このページをご覧いただいている時点で、あなたはおそらくブータンと深い縁のある方なんだろうと感じます。
私がブータンという国に惹かれたのは、2011年、東日本大震災とそれに続く福島の原発事故のあと、どの国の外国元首、どの国の外交官、どの国のビジネスマンや観光客が日本に来るのを敬遠していた時期に、かの国の国王、そして妃殿下が日本を、そして福島の地を新婚旅行先に選ばれたことです。
当時、日本、そして福島は続く恐怖と渦巻き連鎖する懐疑の念が充満していました。その時期に、GNH(国民総幸福量)を高めることを国是とする国王陛下の我が国における演説の数々は、私の心をわしづかみにしました。たとえ小さく非力であるとわかっていても、ひたすらに祈り、そして連帯の気持ちを身をもって表すことは誰にでもできることを教えてくださったのです。なにより、どんなときでも幸福であり続けるということの仏教の本質を体現されている姿が、私たちの魂を震えさせるに充分でした。
私も京都で小さな会社を経営しています。「小さな山椒はぴりりと辛い」を目指し、農薬や化学肥料、化学調味料など、環境や人体を害する品を含まない品を商っていますが、日本ではまだ小さな歩みかもしれません。大量消費、経済成長、贅沢が善とされる世の中にあって、少量、持続可能、素朴であることを目指すのは、世界の将来に不安を覚え、また大切なことを置き去りにしているのではないかという問いかけから始まっています。世界がたとえ資源を食い尽くす方向に向かっていたとしても、かの国はそれから距離を置くことを決めました。私たちも、そのような存在であり続けたいと願っています。事業に身を置くものが偉そうなことをいうようですが、人々の日常と結びつくビジネスにはその可能性があると信じているのです。

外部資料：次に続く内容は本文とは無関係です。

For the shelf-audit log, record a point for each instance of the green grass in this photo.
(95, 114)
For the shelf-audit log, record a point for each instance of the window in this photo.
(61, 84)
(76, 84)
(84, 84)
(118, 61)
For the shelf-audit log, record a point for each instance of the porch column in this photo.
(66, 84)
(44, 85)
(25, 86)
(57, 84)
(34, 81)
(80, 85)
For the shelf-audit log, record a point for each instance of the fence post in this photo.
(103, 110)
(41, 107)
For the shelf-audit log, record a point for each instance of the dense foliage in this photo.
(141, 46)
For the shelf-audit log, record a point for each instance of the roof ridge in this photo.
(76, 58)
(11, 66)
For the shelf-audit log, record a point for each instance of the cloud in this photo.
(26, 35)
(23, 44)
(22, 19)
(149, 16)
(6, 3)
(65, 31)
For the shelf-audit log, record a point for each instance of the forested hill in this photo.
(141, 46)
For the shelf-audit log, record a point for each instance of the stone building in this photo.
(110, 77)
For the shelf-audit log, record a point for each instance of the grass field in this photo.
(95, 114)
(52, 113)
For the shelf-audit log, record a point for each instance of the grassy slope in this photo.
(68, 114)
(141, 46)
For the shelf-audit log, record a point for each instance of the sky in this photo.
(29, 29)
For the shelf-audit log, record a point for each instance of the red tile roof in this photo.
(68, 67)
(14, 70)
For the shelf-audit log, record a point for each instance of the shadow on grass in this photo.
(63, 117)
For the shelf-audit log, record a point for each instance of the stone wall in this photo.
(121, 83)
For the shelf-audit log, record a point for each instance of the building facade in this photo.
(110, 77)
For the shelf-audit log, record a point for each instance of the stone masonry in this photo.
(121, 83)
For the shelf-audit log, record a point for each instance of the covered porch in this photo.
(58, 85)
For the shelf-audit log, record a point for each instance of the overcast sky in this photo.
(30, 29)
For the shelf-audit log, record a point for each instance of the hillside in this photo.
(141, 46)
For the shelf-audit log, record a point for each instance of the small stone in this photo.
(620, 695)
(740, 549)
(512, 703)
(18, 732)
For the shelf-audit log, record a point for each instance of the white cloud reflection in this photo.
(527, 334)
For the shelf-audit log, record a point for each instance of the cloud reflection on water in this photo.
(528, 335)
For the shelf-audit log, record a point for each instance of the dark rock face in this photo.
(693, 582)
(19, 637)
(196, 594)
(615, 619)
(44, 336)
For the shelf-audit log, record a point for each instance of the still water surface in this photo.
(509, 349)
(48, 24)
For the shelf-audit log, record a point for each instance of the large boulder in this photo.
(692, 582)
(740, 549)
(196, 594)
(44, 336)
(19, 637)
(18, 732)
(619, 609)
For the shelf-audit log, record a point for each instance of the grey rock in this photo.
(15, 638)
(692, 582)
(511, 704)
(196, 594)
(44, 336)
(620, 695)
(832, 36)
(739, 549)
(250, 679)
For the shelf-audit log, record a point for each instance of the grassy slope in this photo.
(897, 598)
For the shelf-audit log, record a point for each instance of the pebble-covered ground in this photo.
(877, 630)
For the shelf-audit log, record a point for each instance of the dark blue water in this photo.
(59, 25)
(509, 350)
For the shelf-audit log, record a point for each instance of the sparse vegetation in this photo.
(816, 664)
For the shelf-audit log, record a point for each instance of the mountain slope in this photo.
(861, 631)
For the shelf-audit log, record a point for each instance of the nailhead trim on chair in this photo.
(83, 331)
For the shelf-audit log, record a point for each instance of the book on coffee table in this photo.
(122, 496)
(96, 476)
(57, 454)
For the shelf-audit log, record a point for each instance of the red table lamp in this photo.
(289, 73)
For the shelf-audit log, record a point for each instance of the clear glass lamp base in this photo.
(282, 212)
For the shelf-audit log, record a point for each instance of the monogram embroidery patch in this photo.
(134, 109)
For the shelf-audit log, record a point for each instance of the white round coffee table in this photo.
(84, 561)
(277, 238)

とはいえ、ブータンにもIT化の流れのなかで、西洋の価値観が広がりつつあります。より多くを持つことを求める気持ちを誰も止める権利はありません。しかし、ブータンには隠された資源が出番を待っており、彼らにとっては当たり前のものであっても、もしかするとそれはダイヤモンドの原石かもしれません。
ブータンにとっての持続可能な開発とは、私たちと同じように、身近にある可能性をいかに引き出すかにかかっています。このプロジェクトではそれを見いだし、知恵をもって伸ばし、愛をもって育むための人材を必要としています。たとえ小さな歩みでも、それはいつか大きな波となり、両国の人と人を未来永劫に強く繋ぐきっかけとなれば幸いです。あなたも、その仲間に加わって頂けると幸いです。